Teacher as Decision-Maker

Critical to the effectiveness of the teacher as educator are opportunities and abilities to make decisions. Professional teachers must make pedagogical and contentive decisions to most effectively and humanely meet the individual and group needs of their students. As professional decision-making carries with it responsibility for the results of those educated judgments, it requires confidence derived from extensive knowledge of content, theory, and practice; understanding of school and community goals; and abilities to create, interpret, and rationally apply the results of the various assessment instruments.

Teacher as Scholar

Quality teaching requires significant knowledge of subject matter and teaching strategies, and the tools for acquiring that knowledge. Professional teachers continuously pursue the depth and breadth of pedagogy and content through such activities as professional reading and writing, professional interactions with peers and others, professional study, and active participation in professional organizations to ensure that their teaching is engaging, dynamic, imaginative, contemporary, functional, and of useful substance to students.

Teacher as Researcher

Quality teaching requires the skill and desire to investigate sources of and solutions to classroom problems.
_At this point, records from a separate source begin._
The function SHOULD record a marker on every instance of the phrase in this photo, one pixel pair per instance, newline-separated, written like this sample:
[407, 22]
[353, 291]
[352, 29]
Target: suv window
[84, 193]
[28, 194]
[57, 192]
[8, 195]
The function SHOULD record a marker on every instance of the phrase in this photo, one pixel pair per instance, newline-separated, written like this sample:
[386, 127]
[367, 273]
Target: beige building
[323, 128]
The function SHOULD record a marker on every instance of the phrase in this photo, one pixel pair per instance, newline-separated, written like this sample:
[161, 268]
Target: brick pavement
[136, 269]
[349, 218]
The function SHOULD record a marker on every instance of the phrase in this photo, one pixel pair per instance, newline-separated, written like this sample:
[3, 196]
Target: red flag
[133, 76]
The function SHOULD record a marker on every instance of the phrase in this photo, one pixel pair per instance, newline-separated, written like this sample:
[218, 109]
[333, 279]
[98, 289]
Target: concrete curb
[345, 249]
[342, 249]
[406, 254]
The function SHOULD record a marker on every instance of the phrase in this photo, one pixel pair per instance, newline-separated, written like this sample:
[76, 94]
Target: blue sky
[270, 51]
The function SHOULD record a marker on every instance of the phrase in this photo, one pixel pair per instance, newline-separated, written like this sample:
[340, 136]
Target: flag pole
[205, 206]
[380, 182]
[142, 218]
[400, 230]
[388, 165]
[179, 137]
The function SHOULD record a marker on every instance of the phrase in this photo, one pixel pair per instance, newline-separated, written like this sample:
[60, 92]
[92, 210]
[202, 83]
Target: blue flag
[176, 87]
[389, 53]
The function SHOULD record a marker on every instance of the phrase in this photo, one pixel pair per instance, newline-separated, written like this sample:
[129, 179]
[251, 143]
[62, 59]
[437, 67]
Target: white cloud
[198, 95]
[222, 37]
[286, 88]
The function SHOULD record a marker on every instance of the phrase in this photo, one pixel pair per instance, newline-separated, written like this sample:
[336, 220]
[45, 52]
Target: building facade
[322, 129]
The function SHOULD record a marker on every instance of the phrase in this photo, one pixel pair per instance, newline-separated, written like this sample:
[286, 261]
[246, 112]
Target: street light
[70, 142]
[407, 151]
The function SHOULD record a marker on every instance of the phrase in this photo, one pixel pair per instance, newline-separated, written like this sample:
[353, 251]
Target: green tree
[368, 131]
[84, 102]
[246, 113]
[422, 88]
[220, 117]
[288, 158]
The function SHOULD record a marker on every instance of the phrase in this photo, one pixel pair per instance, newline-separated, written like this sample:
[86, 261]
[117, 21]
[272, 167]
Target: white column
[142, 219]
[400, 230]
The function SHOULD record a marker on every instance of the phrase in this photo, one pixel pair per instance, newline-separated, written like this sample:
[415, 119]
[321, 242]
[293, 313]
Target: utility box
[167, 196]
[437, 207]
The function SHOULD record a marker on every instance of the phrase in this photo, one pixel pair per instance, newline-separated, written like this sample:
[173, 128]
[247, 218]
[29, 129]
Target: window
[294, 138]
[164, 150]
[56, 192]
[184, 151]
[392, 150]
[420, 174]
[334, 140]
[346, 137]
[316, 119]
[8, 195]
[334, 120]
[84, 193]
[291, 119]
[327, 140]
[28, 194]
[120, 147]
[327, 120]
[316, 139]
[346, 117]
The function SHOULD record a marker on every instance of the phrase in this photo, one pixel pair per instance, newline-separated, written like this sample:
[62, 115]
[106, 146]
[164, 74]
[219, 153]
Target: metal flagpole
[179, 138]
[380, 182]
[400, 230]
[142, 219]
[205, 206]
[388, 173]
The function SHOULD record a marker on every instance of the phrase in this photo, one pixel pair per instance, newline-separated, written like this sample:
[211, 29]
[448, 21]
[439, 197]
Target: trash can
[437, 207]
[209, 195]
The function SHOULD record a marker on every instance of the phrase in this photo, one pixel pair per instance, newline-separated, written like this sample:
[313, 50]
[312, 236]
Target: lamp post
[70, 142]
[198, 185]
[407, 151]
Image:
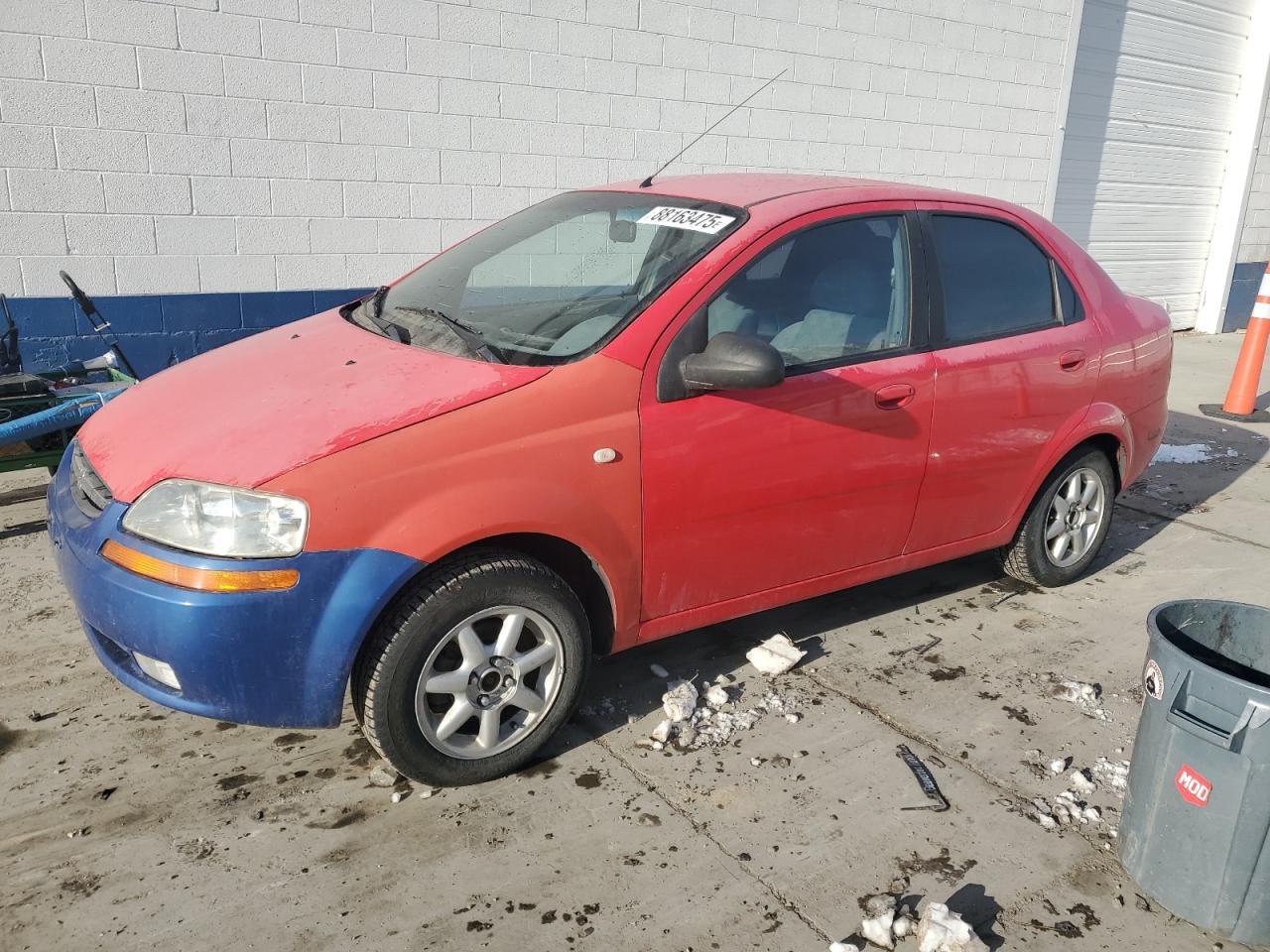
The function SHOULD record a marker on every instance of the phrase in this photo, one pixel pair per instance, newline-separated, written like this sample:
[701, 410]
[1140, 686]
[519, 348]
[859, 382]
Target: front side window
[996, 281]
[553, 282]
[824, 295]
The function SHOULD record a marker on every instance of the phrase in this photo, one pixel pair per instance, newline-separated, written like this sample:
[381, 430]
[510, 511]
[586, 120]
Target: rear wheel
[1067, 524]
[474, 670]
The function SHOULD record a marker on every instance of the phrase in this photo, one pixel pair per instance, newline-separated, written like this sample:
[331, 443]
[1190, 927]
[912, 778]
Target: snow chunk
[1082, 782]
[878, 929]
[776, 655]
[716, 696]
[1114, 774]
[903, 925]
[944, 930]
[680, 701]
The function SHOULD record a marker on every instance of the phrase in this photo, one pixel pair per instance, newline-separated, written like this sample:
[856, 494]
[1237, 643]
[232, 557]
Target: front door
[752, 490]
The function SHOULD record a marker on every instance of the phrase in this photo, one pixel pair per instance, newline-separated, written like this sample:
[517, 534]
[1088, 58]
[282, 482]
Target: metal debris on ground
[925, 779]
[776, 655]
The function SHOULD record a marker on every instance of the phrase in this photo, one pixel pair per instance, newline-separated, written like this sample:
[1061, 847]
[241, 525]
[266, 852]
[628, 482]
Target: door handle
[1072, 361]
[893, 395]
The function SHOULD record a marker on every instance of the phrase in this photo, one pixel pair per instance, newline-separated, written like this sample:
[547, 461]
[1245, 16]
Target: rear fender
[1097, 420]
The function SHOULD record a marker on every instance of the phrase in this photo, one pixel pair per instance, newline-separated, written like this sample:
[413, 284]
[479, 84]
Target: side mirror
[733, 362]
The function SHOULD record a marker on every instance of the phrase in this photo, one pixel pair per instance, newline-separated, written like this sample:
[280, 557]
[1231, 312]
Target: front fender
[522, 462]
[461, 516]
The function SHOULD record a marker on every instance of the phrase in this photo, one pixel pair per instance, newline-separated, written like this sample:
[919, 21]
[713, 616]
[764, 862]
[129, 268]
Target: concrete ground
[125, 825]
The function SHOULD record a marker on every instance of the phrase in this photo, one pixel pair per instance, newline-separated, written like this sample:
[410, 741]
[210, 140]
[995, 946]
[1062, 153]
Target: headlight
[218, 521]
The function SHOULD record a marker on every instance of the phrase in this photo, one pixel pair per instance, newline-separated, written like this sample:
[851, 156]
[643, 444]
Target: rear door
[1016, 363]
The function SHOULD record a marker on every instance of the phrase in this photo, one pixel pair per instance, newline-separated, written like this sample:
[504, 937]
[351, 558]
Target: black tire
[1028, 557]
[391, 662]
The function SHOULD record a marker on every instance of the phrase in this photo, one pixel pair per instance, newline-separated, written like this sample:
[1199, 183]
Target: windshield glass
[553, 282]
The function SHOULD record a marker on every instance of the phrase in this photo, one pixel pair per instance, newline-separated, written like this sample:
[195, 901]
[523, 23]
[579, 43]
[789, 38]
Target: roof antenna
[648, 181]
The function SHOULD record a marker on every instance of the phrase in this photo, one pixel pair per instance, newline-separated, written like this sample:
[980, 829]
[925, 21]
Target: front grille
[89, 490]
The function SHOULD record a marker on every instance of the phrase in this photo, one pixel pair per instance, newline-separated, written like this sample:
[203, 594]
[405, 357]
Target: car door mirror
[733, 362]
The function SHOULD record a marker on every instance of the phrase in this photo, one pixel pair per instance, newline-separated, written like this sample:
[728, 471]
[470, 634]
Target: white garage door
[1147, 131]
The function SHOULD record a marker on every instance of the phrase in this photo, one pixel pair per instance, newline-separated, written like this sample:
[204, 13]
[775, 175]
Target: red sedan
[616, 416]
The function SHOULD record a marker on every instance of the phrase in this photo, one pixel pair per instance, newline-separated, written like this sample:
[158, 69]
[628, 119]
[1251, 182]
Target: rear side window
[994, 280]
[1069, 301]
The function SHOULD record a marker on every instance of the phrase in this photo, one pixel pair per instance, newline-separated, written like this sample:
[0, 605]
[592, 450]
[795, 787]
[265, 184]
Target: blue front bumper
[277, 658]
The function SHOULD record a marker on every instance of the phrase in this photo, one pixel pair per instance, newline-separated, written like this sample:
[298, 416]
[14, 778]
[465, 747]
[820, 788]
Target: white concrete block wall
[1255, 239]
[255, 145]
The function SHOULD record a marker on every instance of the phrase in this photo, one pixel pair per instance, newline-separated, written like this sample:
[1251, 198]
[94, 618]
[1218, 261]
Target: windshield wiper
[461, 330]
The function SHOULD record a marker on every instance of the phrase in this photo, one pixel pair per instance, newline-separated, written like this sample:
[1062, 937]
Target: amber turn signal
[197, 579]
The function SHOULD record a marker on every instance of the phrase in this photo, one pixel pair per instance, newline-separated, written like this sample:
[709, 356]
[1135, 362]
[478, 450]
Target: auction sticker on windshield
[689, 218]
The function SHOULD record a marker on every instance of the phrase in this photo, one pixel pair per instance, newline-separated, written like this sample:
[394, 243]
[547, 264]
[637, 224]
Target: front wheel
[474, 670]
[1069, 521]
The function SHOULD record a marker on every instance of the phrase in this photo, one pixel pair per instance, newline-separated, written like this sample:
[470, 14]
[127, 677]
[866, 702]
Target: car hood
[255, 409]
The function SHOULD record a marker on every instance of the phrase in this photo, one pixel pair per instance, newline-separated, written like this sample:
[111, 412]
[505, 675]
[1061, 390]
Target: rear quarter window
[994, 280]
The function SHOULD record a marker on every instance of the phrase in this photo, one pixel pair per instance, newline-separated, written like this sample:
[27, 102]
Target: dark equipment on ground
[925, 779]
[41, 412]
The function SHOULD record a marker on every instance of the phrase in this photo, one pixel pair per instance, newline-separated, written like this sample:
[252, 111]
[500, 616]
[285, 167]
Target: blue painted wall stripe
[158, 330]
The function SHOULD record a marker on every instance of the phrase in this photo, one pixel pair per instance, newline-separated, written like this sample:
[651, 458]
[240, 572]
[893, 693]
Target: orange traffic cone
[1242, 397]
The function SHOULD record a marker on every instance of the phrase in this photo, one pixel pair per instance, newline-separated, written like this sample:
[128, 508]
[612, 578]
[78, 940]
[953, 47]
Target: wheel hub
[1076, 516]
[492, 683]
[489, 682]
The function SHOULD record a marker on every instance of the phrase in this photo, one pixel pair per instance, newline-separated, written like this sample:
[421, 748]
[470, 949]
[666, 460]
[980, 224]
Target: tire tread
[372, 661]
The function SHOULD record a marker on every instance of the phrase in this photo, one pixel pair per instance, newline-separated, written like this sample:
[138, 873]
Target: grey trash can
[1197, 811]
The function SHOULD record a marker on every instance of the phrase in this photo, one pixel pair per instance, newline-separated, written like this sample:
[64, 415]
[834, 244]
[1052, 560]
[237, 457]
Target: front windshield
[549, 284]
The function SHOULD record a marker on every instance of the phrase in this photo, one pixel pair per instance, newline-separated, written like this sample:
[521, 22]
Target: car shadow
[1169, 490]
[1144, 509]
Professional teachers possess informal researching abilities and are motivated to continuously diagnose teaching and learning performance and, on those bases reinforce what supports and remediate what retards movement toward successful educational experiences for their students. They, in collaboration with peers and other professionals as necessary, seek to understand and treat classroom problems through appropriate clinical research techniques and, as a matter of course, find means to share the results of such work within and beyond their immediate school settings.

Teacher as Leader

Professional teachers exercise leadership by everyday performance as model teachers striving for excellence, by sharing scholarship and the results of action research, by performing as master teachers, and by seeking leadership positions within the school, the community at large, and in professional organizations. Professional teachers are committed to the profession and to promulgating excellence in education in the whole complex of settings in which it exists.

As teachers function in these roles, each role helps to strengthen the others, thus reflecting their overlapping nature.